As a reporter in the Mail discovered last Saturday, one of the Coalition parties (no prizes for guessing which one!) will be debating Land Value Taxation at its Conference, next week in Liverpool. The call comes as part of a Motion on Fairness in a Time of Austerity. It merely asks that Lib Dem Ministers be allowed to commission research "to fully assess the viability and practicalities of increasing taxation on wealth - including land values".
Ten years ago this month, a small piece of research on Smart Tax (as it was then dubbed) began with the cooperation of Lib Dem run Liverpool City Council. It looked at how commercial property owners and occupiers - and rating professionals - would respond to a switch of the Business Rate basis off buildings and onto land, as had happened in some 20 cities in Pennsylvania which were facing economic distress. The report can be obtained free, as a download PDF, from the Lincoln Institute of Land Policy, Cambridge MA USA.

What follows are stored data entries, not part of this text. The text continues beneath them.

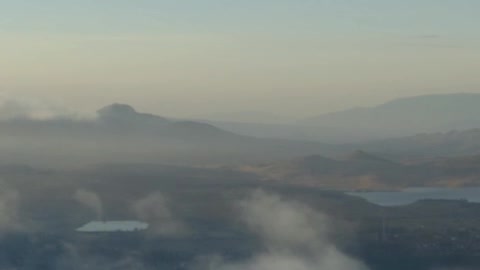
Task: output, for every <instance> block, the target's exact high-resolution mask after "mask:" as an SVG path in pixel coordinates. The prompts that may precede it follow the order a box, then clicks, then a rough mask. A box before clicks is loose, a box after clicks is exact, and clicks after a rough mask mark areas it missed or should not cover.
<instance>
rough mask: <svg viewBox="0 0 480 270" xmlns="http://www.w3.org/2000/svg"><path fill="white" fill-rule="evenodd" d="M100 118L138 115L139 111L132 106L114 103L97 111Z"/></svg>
mask: <svg viewBox="0 0 480 270" xmlns="http://www.w3.org/2000/svg"><path fill="white" fill-rule="evenodd" d="M97 113H98V115H99V116H112V115H116V116H120V115H133V114H137V111H136V110H135V109H134V108H133V107H132V106H130V105H127V104H121V103H113V104H111V105H108V106H105V107H103V108H101V109H100V110H98V111H97Z"/></svg>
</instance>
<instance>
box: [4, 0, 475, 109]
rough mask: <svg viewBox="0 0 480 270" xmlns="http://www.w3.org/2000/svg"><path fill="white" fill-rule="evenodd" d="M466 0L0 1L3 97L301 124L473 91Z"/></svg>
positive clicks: (469, 20)
mask: <svg viewBox="0 0 480 270" xmlns="http://www.w3.org/2000/svg"><path fill="white" fill-rule="evenodd" d="M478 10H480V1H478V0H403V1H393V0H242V1H238V0H201V1H200V0H182V1H179V0H170V1H167V0H135V1H131V0H43V1H38V0H16V1H6V0H0V59H1V61H0V91H1V92H2V93H3V95H4V96H5V95H7V96H13V97H22V98H29V99H38V100H42V101H45V102H52V103H56V104H63V105H65V106H66V107H68V108H72V109H74V110H79V111H94V110H96V109H98V108H99V107H102V106H104V105H106V104H110V103H113V102H121V103H128V104H131V105H133V106H135V107H136V108H138V109H139V110H142V111H148V112H152V113H156V114H161V115H166V116H174V117H202V116H208V115H212V114H218V113H232V112H257V111H258V112H268V113H272V114H275V115H278V116H281V117H286V118H302V117H308V116H312V115H317V114H322V113H326V112H331V111H336V110H342V109H346V108H350V107H357V106H370V105H375V104H379V103H382V102H385V101H388V100H390V99H394V98H398V97H404V96H411V95H422V94H429V93H455V92H479V93H480V76H478V70H480V32H479V31H478V29H477V28H478V25H480V17H479V16H478Z"/></svg>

From then on, Lib Dems have increasingly warmed to LVT. The irony is that, for 13 years under Labour the government chose not to pursue such research. Now we have one of Labour's leadership contenders calling for it!
The closest Britain came to LVT under Labour was an alliance between Lords taking a Conservative or Lib Dem 'whip' trying to get property owners included in Business Improvement District (BID) legislation in 2001 - their 'subscription' to a BID being a supplementary levy based on site value. Labour opposed this idea, which was based on how BIDs work in North America - where property tax is paid by owners not occupiers.
In Britain, it has proved impossible for researchers to access the official data held by certain bodies for tax purposes, unless there is government sanction for it. So long as government remains opposed to any serious consideration of such a radical reform, research is severely constrained. The Lib Dem Motion next week is careful not to call for implementation of LVT: it merely asks for official backing to research.
If PLRG can assist - even with putting the case for more research, let alone doing it - we shall endeavour to do so.